03 Sep 2005 23:38

Purging devfs

When devfs first came out, it was cool and neat, and I liked the idea of not having to wade through 1000+ entries in /dev so much that I jumped on the bandwagon. Then udev came around and devfs bashing became the popular thing to do. Eventually I was convinced of the technical merits of udev, and so converted to udev.

Or so I thought. It turns out I had never quite done that on my desktop, although I had deluded myself into thinking that I had. So when kernel 2.6.13 came around and ripped devfs out from underneath my feet, I fell flat on my back. It turns out I had not only been running devfs all along up through 2.6.12, but somewhere along the line I had lost the real, static /dev. The error I was getting was something along the lines of "Unable to open initial console."
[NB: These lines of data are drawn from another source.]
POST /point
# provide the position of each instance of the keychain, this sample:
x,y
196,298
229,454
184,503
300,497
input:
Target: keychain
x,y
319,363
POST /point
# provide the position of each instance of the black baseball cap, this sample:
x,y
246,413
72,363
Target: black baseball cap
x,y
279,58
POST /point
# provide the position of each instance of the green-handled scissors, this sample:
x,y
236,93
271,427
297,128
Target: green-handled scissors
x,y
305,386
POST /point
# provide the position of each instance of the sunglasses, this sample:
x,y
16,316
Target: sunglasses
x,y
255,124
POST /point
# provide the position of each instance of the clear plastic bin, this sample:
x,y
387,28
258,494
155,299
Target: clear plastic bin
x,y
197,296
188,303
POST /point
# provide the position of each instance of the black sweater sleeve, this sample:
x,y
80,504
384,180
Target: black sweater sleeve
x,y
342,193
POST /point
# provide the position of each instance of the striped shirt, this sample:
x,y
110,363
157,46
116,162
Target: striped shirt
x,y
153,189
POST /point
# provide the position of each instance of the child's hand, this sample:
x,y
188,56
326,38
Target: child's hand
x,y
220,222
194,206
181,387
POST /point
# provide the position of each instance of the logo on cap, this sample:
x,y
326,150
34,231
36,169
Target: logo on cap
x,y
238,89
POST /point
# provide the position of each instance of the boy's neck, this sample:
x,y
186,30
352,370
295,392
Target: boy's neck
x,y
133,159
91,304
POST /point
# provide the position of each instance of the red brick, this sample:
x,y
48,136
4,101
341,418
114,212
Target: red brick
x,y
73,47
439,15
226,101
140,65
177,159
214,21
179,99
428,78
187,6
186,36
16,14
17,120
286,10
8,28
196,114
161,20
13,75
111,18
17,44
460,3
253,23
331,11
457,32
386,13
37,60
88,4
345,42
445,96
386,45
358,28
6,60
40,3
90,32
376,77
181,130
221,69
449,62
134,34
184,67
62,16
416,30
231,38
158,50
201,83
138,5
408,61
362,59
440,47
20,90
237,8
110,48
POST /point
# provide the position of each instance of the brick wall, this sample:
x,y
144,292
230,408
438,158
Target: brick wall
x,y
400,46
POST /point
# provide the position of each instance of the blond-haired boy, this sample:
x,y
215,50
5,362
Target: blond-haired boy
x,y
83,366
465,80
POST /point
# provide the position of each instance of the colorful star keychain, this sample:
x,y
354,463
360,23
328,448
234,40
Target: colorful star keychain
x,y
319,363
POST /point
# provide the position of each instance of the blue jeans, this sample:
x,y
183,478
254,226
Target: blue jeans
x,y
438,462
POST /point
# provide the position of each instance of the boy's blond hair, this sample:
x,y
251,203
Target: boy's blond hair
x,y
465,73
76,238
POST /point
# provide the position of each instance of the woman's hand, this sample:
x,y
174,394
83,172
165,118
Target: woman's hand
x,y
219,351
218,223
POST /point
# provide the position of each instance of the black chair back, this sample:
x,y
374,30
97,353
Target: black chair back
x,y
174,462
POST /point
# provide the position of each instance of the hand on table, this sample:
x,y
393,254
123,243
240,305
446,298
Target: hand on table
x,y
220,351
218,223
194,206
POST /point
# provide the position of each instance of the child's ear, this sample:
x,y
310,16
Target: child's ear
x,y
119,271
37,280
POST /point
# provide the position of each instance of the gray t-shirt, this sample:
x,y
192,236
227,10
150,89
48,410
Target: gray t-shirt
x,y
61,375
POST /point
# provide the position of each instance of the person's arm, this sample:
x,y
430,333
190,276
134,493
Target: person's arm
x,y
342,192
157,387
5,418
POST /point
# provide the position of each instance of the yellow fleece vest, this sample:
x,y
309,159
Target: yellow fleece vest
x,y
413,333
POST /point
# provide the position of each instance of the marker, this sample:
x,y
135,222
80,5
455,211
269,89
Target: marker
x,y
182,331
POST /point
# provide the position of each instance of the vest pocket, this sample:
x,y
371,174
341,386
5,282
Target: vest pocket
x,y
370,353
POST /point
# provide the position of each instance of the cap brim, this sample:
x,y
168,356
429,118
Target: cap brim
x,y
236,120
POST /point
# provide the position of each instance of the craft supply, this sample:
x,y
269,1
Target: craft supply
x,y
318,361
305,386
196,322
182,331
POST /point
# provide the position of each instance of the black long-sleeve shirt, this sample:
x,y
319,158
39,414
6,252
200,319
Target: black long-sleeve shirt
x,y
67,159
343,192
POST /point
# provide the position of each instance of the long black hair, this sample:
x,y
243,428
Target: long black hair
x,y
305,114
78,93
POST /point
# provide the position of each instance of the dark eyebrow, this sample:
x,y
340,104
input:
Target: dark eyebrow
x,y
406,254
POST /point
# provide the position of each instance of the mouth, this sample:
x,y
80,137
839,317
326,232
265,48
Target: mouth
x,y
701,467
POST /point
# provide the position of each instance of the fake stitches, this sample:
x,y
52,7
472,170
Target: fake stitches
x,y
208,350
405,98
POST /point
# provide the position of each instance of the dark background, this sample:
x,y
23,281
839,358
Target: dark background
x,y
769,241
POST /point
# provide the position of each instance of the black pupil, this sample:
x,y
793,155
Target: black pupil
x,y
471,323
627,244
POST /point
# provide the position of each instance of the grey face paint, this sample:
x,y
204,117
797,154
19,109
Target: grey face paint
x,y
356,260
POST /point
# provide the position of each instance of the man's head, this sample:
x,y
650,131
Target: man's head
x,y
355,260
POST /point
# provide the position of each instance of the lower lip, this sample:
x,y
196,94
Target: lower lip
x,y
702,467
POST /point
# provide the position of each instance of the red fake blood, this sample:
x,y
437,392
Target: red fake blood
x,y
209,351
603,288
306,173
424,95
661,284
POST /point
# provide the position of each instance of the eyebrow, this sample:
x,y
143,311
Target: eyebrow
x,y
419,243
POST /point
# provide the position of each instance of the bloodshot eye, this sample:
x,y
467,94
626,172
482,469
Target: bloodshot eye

After some head scratching, googling, and false starts, it turns out the best thing to do was to boot a rescue disk, mount the root partition, and copy over /dev. (I did rsync -a /dev/ /mnt/tmp/dev).

One of my false starts was MAKEDEV std hda hdb hdc hdd. In retrospect this should have worked, but my delusion was so complete that I thought udevd was being started at boot when indeed it was not, and only those devices were not quite enough to get me booted. At that point I lost interest in just how minimal a set of devices I needed, and copied them all over.